The North Dakota Game and Fish Department released young Tiger muskellunge into Lake Audubon recently. It marked the third straight year Tiger muskies have been stocked into the McLean County lake. The most recent stocking, on April 20, was a total of 5,642 Tigers that were 9-10 inches in length.

Combined with a Lake Audubon stocking of 4,050 Tigers in 2010 and another 5,980 in 2011, it brings the total stocked into Audubon to 15,672. Tiger muskies are a sterile cross between purebred muskellunge and northern pike. Biologists hope to make another stocking of Tigers in Audubon in 2013.

The stocked muskies came to North Dakota from Pennsylvania, a location that is known to have a disease-free strain of muskies. It is expected that survivors of the 2010 stocking should be in the 24-inch class or better. Tigers are known for fairly rapid growth and can reach 40 pounds or more.

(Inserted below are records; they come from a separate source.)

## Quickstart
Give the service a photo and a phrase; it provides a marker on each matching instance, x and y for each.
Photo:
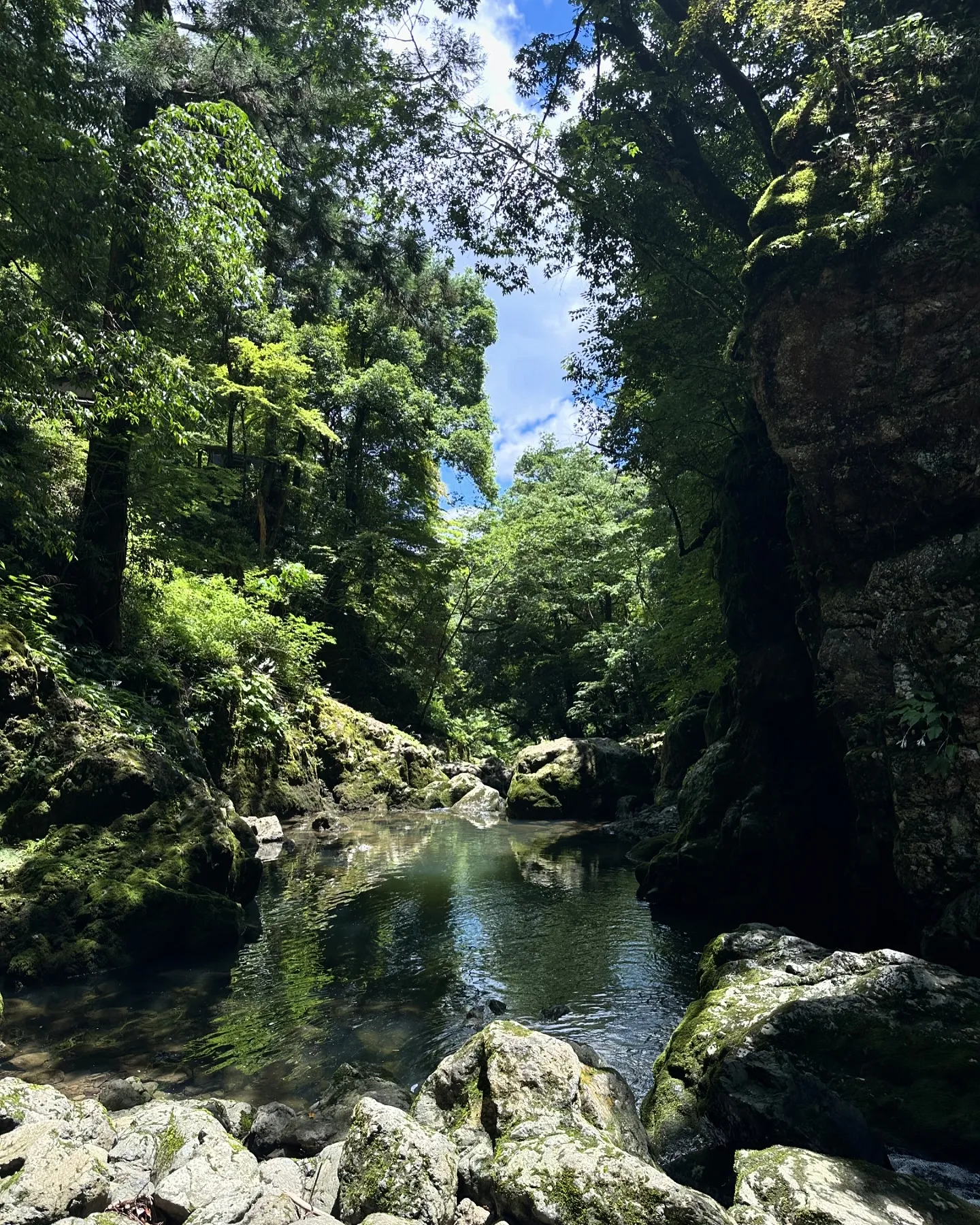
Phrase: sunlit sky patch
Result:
(528, 393)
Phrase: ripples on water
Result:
(376, 949)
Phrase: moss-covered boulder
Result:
(110, 851)
(392, 1164)
(545, 1136)
(785, 1186)
(367, 764)
(845, 1054)
(577, 778)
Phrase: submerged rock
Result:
(281, 1131)
(576, 778)
(119, 1094)
(266, 830)
(845, 1054)
(482, 805)
(787, 1186)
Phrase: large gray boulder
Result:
(572, 1180)
(482, 805)
(21, 1102)
(845, 1054)
(180, 1157)
(281, 1131)
(48, 1174)
(312, 1180)
(392, 1164)
(576, 778)
(546, 1136)
(787, 1186)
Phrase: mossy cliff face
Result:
(577, 778)
(845, 1054)
(770, 793)
(843, 798)
(869, 380)
(110, 853)
(367, 764)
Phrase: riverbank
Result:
(525, 1127)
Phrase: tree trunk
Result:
(102, 533)
(103, 528)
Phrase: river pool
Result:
(385, 943)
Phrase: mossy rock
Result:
(839, 1053)
(787, 1186)
(576, 778)
(528, 796)
(368, 764)
(113, 854)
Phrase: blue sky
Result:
(528, 393)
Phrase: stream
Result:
(376, 945)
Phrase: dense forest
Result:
(318, 781)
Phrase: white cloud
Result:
(526, 382)
(528, 392)
(500, 30)
(519, 434)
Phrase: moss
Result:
(364, 1194)
(368, 764)
(169, 1142)
(571, 1203)
(527, 796)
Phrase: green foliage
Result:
(572, 612)
(926, 725)
(201, 172)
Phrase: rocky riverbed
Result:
(836, 1088)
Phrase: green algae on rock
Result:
(787, 1186)
(119, 854)
(576, 778)
(848, 1054)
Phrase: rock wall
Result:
(869, 380)
(766, 816)
(845, 796)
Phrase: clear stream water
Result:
(376, 947)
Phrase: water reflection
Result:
(376, 947)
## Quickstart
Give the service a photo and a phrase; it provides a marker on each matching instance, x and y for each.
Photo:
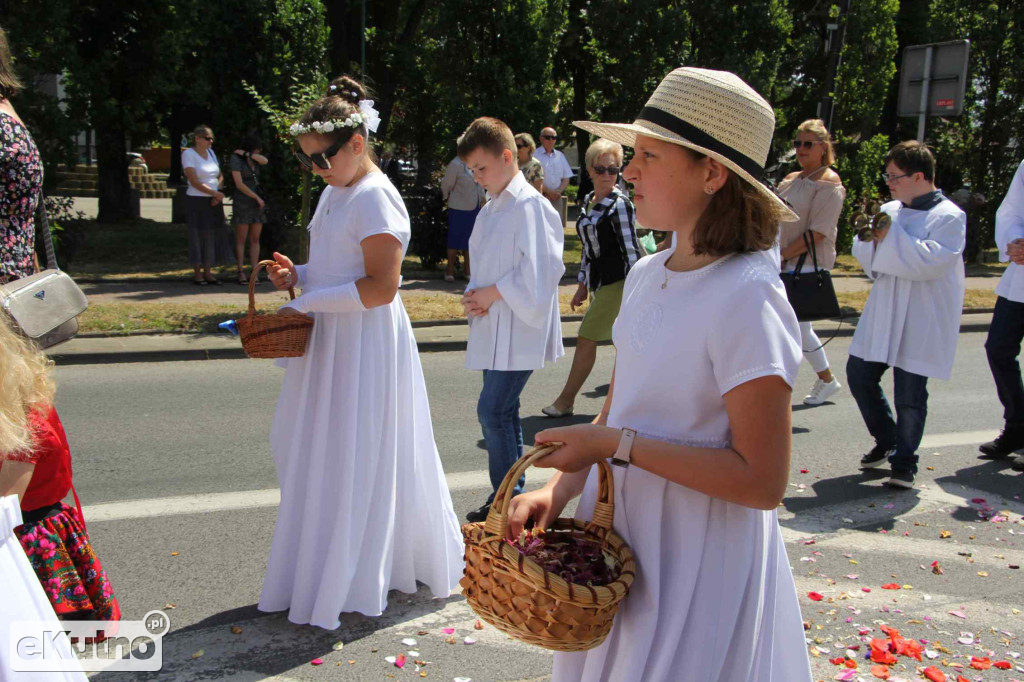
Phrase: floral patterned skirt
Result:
(74, 580)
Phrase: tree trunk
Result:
(112, 157)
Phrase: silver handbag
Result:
(45, 306)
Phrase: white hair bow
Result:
(371, 118)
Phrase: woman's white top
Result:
(911, 318)
(714, 597)
(1010, 226)
(517, 245)
(207, 170)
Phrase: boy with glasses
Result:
(911, 320)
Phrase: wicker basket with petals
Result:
(272, 335)
(516, 595)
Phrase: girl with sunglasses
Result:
(607, 232)
(365, 507)
(816, 194)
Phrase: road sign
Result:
(933, 79)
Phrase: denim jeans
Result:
(903, 433)
(1003, 347)
(498, 411)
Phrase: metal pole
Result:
(925, 87)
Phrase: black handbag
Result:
(811, 294)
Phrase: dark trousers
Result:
(1003, 347)
(910, 392)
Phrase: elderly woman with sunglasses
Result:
(816, 194)
(607, 232)
(204, 205)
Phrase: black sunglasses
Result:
(321, 159)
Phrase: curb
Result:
(236, 352)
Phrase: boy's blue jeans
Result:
(498, 411)
(910, 392)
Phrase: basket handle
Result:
(604, 508)
(252, 286)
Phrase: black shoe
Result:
(479, 514)
(1010, 439)
(876, 458)
(900, 478)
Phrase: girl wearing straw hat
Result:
(702, 437)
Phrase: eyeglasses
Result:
(321, 159)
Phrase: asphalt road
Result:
(173, 466)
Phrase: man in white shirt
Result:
(512, 297)
(911, 318)
(1007, 330)
(557, 172)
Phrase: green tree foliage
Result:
(982, 148)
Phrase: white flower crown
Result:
(367, 116)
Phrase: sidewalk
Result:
(429, 337)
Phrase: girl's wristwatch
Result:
(622, 456)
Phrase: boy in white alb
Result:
(512, 298)
(911, 318)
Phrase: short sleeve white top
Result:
(725, 324)
(207, 170)
(343, 218)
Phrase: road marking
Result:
(833, 518)
(219, 502)
(957, 438)
(813, 521)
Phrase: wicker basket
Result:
(272, 336)
(517, 596)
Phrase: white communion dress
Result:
(714, 598)
(365, 507)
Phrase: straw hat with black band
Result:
(711, 112)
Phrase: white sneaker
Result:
(822, 390)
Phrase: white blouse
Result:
(517, 245)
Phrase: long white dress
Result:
(22, 598)
(714, 598)
(365, 507)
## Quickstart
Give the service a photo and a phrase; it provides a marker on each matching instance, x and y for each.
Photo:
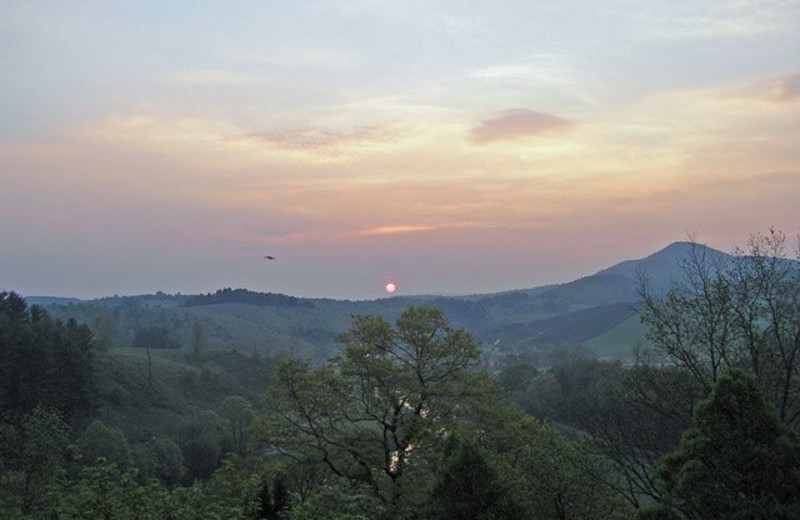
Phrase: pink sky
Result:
(449, 150)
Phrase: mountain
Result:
(598, 311)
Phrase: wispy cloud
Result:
(215, 77)
(322, 140)
(517, 123)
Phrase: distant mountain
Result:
(597, 310)
(46, 301)
(619, 283)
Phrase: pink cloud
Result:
(786, 88)
(312, 139)
(516, 123)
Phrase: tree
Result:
(198, 338)
(43, 362)
(738, 460)
(239, 413)
(469, 486)
(376, 413)
(734, 312)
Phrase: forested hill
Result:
(596, 313)
(246, 297)
(413, 419)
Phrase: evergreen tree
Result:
(738, 460)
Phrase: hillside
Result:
(583, 311)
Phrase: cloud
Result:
(312, 139)
(196, 77)
(516, 123)
(786, 88)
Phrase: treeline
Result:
(246, 297)
(404, 424)
(43, 360)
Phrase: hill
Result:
(581, 312)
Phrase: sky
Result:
(451, 147)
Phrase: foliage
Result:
(159, 458)
(339, 499)
(229, 295)
(375, 413)
(469, 485)
(740, 313)
(100, 441)
(154, 337)
(43, 362)
(738, 460)
(239, 413)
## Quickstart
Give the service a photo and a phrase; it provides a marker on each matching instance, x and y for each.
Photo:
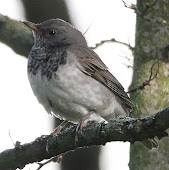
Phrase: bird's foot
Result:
(80, 125)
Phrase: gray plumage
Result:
(70, 80)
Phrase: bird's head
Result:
(56, 32)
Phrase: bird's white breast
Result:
(70, 94)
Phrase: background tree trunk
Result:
(152, 45)
(38, 11)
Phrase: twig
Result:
(117, 129)
(148, 6)
(130, 6)
(54, 159)
(147, 82)
(113, 40)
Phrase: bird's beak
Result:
(31, 25)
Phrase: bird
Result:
(70, 80)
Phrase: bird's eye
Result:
(52, 32)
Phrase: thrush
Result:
(70, 80)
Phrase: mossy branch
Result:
(118, 129)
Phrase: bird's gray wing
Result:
(94, 67)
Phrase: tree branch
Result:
(15, 35)
(117, 129)
(112, 40)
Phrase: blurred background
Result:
(22, 117)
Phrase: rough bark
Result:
(152, 45)
(118, 129)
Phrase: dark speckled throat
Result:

Tiger muskies are known for vertical striping, although it may not always be readily apparent on every fish. Muskies are similar in appearance to northern pike but, unlike pike, do not have horizontal markings on their sides. Distinguishing markings on either pure or Tiger muskies, if present, are vertical.

According to Muskies Inc., the largest Tiger caught in 2011 was a 50-incher hooked by a tournament angler on Curlew Lake in Washington. The fish was released unharmed. Even though Washington rules require any Tiger muskie less than 50 inches long to be released, releasing of fish is common practice among muskie fishermen.

North Dakota law requires that all muskies less than 48 inches in length be immediately released where taken. Although the weight varies according to the girth of the fish, a 48-inch muskie is generally expected to exceed 30 pounds in weight. The North Dakota state record Tiger is a 45-inch fish that weighed 40 pounds.